Des études récentes ont analysé ces comportements. Ils se situent souvent selon deux positions extrêmes: certains sont trop exigeants (ce qui déplait aux médecins) et d’autres ne demandent rien alors qu’ils ont besoin de soins. Ces derniers sont souvent méconnus des professionnels de santé puisque ceux-ci ne les rencontrent jamais. Cela pose un problème éthique majeur. Dans un esprit de santé publique, on ne peut négliger une telle situation. Il faut l’étudier pour essayer ensuite de la corriger.

Dans son ouvrage « Les cliniques de la précarité » (3), Jean Furtos décrit, chez ces sujets, ce qu’il appelle « un syndrome d’auto-exclusion ».

Ils se replient sur eux-mêmes, rompent leurs liens affectifs, ont une inhibition intellectuelle et un émoussement affectif (avec même hypoesthésie corporelle), ne font aucune demande de soins et même les refusent ou pratiquent une « inversion des demandes », c’est-à-dire qu’ils parlent de leur santé à des travailleurs sociaux qui ne sont pas en mesure de les prendre en charge et de leurs problèmes sociaux aux médecins qui ne peuvent les résoudre.

Ce syndrome repose sur un manque de confiance en soi, dans les autres, dans l’avenir. Pour ne pas en souffrir, ces sujets se replient sur eux-mêmes et s’auto-excluent de la société. On sait que la société a déjà tendance à les exclure et ce phénomène renforce cette exclusion.

Cette analyse psychologique rencontre celle de sociologues sur le malaise dans notre société. A. Ehrenberg (4), par exemple, met en évidence le fait qu’il y a dans notre société un conflit entre un « devoir d’autonomie » (chaque sujet étant enjoint à s’assumer) et un « besoin de protection » (chacun voudrait que la société lui garantisse la santé et les moyens de vivre confortablement). Les exclus correspondent aux cas extrêmes de ces états de malaise: incapables de cette autonomie, ils abandonnent tout espoir de protection et s’auto-excluent de la société.

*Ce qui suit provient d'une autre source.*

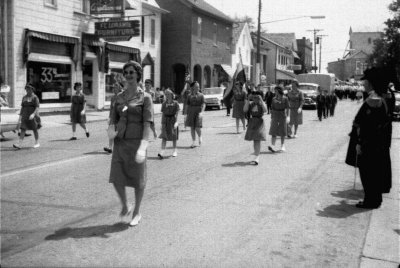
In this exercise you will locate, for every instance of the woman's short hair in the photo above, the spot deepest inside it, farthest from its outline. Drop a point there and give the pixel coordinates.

Pour sortir ces sujets de leur exclusion et pour les faire bénéficier des soins dont ils ont besoin, il faut trouver un équilibre entre deux excès: l’indifférence et l’obligation aux soins, il faut « aller vers » sans imposer, manifester disponibilité et patience, coordonner l’action des équipes sociales et celle des institutions de soins, élaborer des méthodes d’accueil, former les soignants à la relation avec ces sujets… C’est difficile mais nécessaire.

On voit la complexité du phénomène de la précarité. Il a des dimensions sociales, psychologiques et éthiques. C’est un défi pour la médecine.

Guy Darcourt

Professeur émérite de psychiatrie, Université de Nice Sophia-Antipolis

Membre de l’Espace Éthique Azuréen

 

 

Références:
(1) Ordre des médecins, 2014, « Accès aux soins et précarité, la situation se dégrade », Bulletin n°35 (mai-juin), 17-22. En ligne.
(2) F. Dreifuss-Netter, 2011, « Inégalités d’accès aux soins: aspects juridiques et éthiques », adsp n°77 (décembre): 23-25.
(3) J. Furtos, 2008, Les cliniques de la précarité. Paris, Elsevier/Masson.
(4) A. Ehrenberg, 2010, La société du malaise. Paris, Odile Jacob.